With these numerous examples, we are able to observe a variety of results. These results highlight the aspects of competition.

In the next section of the book, Bruce and Judd talk about price competition and a game theory; i.e. the ‘Prisoner’s Dilemma.’ They start this section with the example of Lowe’s (NYSE:LOW) along with Home Depot (NYSE:HD). Next, they highlight the prisoner’s dilemma at play by giving examples from the ‘cola wars,’ which was the competition between Coca-Cola (NYSE:KO) and Pepsi (NASDQ:PEP). In the cola wars, both Pepsi and Coca-Cola had aggressive competition before cooperating. This cooperation led to an increase in profits.

Another great example was that of Rupert Murdoch and the arrival of Fox News into the market of network television. Murdoch was aware that it would be expensive for bearers to drive out Fox. Keeping this in mind, Murdoch positioned Fox with price cuts and had a competition with independent stations rather than those in prime time. This allowed the fox into the hen house, starting a more competitive era in broadcasting.

The next example is that of entry/preemption dynamics. The authors gave the example of Kiwi Air. Very similar to Murdoch, Kiwi’s team of fired pilots and airline executives signaled that Kiwi Air wished to cooperate. They signaled this intention by setting a low hub of competition, staying away from price wars and other actions, which may have been termed aggressive. But, when the shift of industry dynamics took place, it became easy to lease planes and hire pilots. This shift in dynamics led to the return of price wars, thus leading to the fall of the cooperative culture.
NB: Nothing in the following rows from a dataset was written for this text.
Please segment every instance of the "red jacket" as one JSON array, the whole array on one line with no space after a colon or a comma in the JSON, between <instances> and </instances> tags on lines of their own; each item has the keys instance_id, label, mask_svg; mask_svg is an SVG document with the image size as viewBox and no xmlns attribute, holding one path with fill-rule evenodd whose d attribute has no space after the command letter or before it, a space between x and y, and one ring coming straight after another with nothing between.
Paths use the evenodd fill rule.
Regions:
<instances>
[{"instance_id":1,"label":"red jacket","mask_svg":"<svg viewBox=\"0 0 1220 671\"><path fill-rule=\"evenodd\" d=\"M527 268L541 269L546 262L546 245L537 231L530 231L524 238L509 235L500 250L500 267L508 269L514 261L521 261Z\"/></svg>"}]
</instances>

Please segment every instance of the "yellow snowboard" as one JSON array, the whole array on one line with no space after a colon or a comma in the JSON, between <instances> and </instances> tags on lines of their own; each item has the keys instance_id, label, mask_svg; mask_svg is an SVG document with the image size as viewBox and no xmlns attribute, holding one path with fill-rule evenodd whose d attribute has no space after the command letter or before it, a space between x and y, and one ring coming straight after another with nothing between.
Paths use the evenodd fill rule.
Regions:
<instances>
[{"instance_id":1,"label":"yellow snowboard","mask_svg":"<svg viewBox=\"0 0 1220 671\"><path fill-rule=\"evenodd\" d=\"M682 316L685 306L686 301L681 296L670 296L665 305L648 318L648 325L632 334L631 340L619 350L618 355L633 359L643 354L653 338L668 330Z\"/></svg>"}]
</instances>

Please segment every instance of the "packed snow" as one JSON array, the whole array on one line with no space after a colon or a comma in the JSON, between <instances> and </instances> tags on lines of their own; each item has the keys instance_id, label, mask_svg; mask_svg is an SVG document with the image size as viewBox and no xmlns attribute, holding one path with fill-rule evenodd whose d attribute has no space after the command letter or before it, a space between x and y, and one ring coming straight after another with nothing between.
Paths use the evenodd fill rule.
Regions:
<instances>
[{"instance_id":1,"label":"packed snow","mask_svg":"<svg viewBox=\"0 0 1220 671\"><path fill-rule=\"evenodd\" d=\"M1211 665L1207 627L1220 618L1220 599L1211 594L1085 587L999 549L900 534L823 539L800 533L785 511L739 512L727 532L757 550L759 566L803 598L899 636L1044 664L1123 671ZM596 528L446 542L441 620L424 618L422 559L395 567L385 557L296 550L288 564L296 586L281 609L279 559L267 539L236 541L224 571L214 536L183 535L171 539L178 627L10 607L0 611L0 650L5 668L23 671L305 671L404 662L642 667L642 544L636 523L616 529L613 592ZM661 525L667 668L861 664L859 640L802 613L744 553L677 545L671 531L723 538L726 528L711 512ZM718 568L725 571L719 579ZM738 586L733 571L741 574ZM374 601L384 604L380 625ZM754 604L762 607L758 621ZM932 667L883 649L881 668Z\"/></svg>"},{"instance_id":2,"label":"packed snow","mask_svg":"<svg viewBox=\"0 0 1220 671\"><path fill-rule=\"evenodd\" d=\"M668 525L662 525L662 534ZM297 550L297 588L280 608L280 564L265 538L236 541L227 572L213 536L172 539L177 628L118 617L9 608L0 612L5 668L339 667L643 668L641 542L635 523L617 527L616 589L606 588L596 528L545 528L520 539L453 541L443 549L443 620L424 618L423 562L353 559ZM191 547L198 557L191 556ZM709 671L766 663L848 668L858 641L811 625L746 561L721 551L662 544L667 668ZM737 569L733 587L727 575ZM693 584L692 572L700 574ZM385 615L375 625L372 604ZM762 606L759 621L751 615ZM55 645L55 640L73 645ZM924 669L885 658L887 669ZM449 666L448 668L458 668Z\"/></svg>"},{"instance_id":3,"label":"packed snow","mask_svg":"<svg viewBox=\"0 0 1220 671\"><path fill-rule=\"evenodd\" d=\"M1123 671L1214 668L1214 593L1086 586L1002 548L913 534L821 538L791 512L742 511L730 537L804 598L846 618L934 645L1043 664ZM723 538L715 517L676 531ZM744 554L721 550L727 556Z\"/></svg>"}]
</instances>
The book also provides a discussion on Kodak vs. Polaroid. The time when Kodak was stuck in competition when it tried to enter the instant photography market. The book gives numerous examples ranging from gasoline additives to Nintendo. All of these great examples further highlighted the aspects of competition.

It would be impossible to describe all the insights the examples provided in this brief review. Suffice to say, the authors provided a deep insight of competitive advantage and the dynamics of marketing. Anyone who has a passion for the deep analysis of business-related case studies will surely enjoy the style of this book.

Constructive Criticism

The presence of a heavy academic tone and reliance on too many case studies, are my main criticism of Competition Demystified. Although I did finish this book feeling much more educated about the nature of competition, the writing style was extremely similar to that of a textbook. The presence of this writing style has no fault in it, but can make for a very slow read sometimes.

I also at times questioned the statements provided in the book. For example, at one point the authors argue that branding is not a competitive advantage and that differentiation ‘does not work.’ Which seems agreeable at first.

However, in the next section I read the detailed analysis of Apple Inc. and find in the end that it has zero competitive advantages. Yet, here we are years later and Apple has success like no other. Wouldn’t it be difficult to argue that the unprecedented success of Apple Inc. was not due to its effective branding and the differentiation of its products?

In addition to this, I also found the ideas presented in the beginning of the book to be without any structure. The analytic structure only came together towards the end of the book and I was able to understand them.


Despite the minor issues, the lessons in the book did make sense in the end and they affected me greatly. This book gives an excellent description of competitive advantages and competition dynamics. Moreover, it also strengthened many of my core business concepts that are beneficial in the world of business.

If you are looking for a structure for strategic thinking, this book is an excellent source of key information, which will allow you to analyze and evaluate any industry virtually. Strategy executives who are looking for ways to extend their perspectives can also learn from this book. Competition Demystified is a book to have in your bookshelf if you are an educated investor.